Hi, Thanks for trying this project. I have just train the model and deployed it in the app and could it see it working as expected (at least the prediction) Does the model work on the server? I mean, does the predictions work on this project with the model?

If it does, could you try training the model again? The system is not very stable (please note this is a PoC) due to the use of images in Android but those NaN are not expected

If nothing else works, could you send me the model to at gmail?

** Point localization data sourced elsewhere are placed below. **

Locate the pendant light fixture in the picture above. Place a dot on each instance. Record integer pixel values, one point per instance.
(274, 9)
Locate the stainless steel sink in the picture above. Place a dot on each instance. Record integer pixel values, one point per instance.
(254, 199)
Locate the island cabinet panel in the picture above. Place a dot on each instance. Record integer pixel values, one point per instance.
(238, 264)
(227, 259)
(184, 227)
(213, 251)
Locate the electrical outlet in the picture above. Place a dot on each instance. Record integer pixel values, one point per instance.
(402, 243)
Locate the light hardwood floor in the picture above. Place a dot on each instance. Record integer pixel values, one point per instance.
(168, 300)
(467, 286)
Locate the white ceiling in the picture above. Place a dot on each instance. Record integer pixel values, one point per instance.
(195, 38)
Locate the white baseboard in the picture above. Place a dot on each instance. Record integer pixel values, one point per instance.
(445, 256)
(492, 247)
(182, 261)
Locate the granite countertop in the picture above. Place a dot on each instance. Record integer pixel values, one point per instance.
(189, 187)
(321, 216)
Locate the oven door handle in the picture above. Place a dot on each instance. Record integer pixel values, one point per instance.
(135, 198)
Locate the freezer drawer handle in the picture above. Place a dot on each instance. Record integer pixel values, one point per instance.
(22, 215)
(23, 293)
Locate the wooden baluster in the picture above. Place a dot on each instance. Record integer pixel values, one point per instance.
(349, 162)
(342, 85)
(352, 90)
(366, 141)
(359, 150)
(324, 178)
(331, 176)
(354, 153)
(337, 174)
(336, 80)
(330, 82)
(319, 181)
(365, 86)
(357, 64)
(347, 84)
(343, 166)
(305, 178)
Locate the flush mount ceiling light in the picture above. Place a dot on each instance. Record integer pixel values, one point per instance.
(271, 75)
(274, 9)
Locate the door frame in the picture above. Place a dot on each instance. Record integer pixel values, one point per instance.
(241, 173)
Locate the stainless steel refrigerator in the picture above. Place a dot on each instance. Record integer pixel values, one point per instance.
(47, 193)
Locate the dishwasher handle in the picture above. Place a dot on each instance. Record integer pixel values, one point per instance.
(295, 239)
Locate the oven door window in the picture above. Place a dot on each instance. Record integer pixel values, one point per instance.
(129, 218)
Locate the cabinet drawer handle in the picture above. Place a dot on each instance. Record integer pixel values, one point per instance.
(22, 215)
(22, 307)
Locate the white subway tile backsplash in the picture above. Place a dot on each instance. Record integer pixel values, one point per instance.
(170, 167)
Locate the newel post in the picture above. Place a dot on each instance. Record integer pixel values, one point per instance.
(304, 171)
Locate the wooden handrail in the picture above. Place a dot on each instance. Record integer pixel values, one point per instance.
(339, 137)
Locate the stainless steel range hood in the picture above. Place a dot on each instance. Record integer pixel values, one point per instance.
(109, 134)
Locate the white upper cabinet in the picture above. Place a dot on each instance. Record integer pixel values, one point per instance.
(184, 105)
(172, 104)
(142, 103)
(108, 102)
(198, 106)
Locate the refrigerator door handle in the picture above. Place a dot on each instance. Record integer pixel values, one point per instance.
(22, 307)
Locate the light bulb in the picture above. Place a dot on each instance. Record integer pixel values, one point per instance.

SawsanAbdulRahman commented 5 years ago

I figured out that the server sometimes generate good models (cifar_federated of 4825 KB) that works fine on the mobile device and sometimes it doesn't (cifar_federated of 7KB) where it shows NaN values on the clients. Yet in both cases, the eval function on the server side doesn't work, i get the following error: =====eval model======== Exception in thread "main" java.lang.reflect.InvocationTargetException at sun.reflect.NativeMethodAccessorImpl.invoke0(Native Method) at sun.reflect.NativeMethodAccessorImpl.invoke(NativeMethodAccessorImpl.java:62) at sun.reflect.DelegatingMethodAccessorImpl.invoke(DelegatingMethodAccessorImpl.java:43) at java.lang.reflect.Method.invoke(Method.java:497) at com.intellij.rt.execution.CommandLineWrapper.main(CommandLineWrapper.java:67) Caused by: java.lang.IllegalArgumentException: bound must be positive at java.util.Random.nextInt(Random.java:388) at org.nd4j.linalg.util.ArrayUtil.buildInterleavedVector(ArrayUtil.java:1679) at org.nd4j.linalg.cpu.nativecpu.CpuNDArrayFactory.shuffle(CpuNDArrayFactory.java:814) at org.nd4j.linalg.factory.Nd4j.shuffle(Nd4j.java:452) at org.nd4j.linalg.dataset.DataSet.shuffle(DataSet.java:619) at org.datavec.image.loader.CifarLoader.convertDataSet(CifarLoader.java:380) at org.datavec.image.loader.CifarLoader.next(CifarLoader.java:424) at org.datavec.image.loader.CifarLoader.next(CifarLoader.java:392) at org.deeplearning4j.datasets.iterator.impl.CifarDataSetIterator.next(CifarDataSetIterator.java:110) at com.mccorby.photolabeller.ml.trainer.CifarTrainer.eval(CifarTrainer.kt:100) at com.mccorby.photolabeller.ml.MainKt.main(Main.kt:39) ... 5 more

koustabhdolui commented 5 years ago

Hello @mccorby and @SawsanAbdulRahman. Great work @mccorby to implement Federated Learning. I came across your article on proandroiddev. I am trying to work with this repository. However, I am unable to make it run. Can you suggest what configuration I should choose on IntelliJ? com.mccorby.photolabeller.ml.MainKt as the main class does not work. I get an error saying com.mccorby.photolabeller.ml.MainKt is not found in module "PhotoLabellerServer".